New Mexico officials confirm third human case of tularemia
The new case is a 71-year-old man who lives in Bernalillo County.
The department’s Scientific Laboratory Division confirmed the new case as well as two previous cases. Those patients were a 42-year-old woman and a 39-year-old man, both from Bernalillo County, who have recovered from their illness.
The department states all three people caught Tularemia via deer fly bites.
“Tularemia can cause serious illness in both people and pets so I would encourage people around the state to follow precautions similar to reducing risk to plague,” Retta Ward, Department of Health cabinet secretary, said. “People can get tularemia if they handle infected animals such as rabbits or rodents or are bitten by infected ticks or deer flies.”

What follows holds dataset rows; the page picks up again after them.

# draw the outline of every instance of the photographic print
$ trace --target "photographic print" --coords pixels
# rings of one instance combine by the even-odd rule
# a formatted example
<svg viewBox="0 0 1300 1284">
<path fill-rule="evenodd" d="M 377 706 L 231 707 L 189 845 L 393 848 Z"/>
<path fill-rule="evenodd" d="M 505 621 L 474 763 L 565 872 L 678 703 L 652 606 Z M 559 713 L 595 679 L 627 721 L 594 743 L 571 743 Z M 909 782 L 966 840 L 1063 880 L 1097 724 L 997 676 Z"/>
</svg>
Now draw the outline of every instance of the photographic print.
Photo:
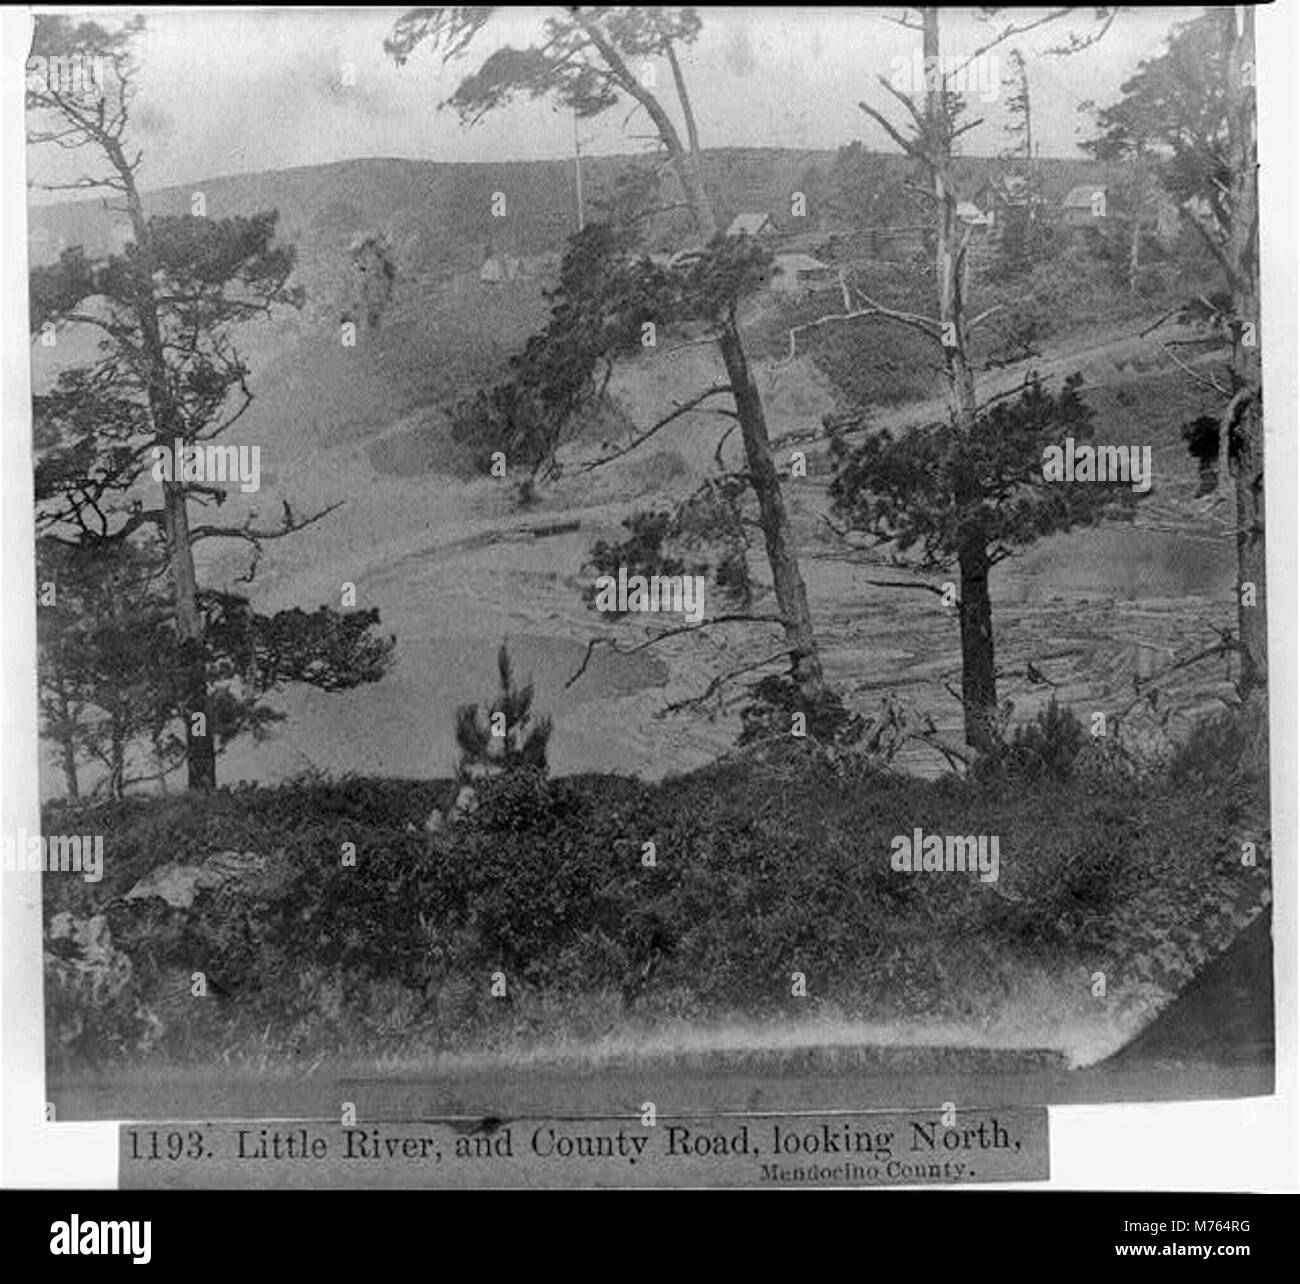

Paul Ettestad, the health department's public health veterinarian, said the rabbit population has increased dramatically in many areas of the state this summer due to abundant rainfall and vegetation, and a lot of them have been getting sick and dying from tularemia.
This has led to an increase in both human and pet cases of tularemia with various types of exposures, including bites from infected insects, bites from infected cats, and handling of infected rabbit carcasses.
“The city of Albuquerque maintains a surveillance program for tularemia in wild animals,” Paul Smith, manager of the Albuquerque Environmental Health Department Urban Biology Division, said. “We encourage people to report dead animals that have not died from obvious trauma by calling 311 so that we can collect them for testing.”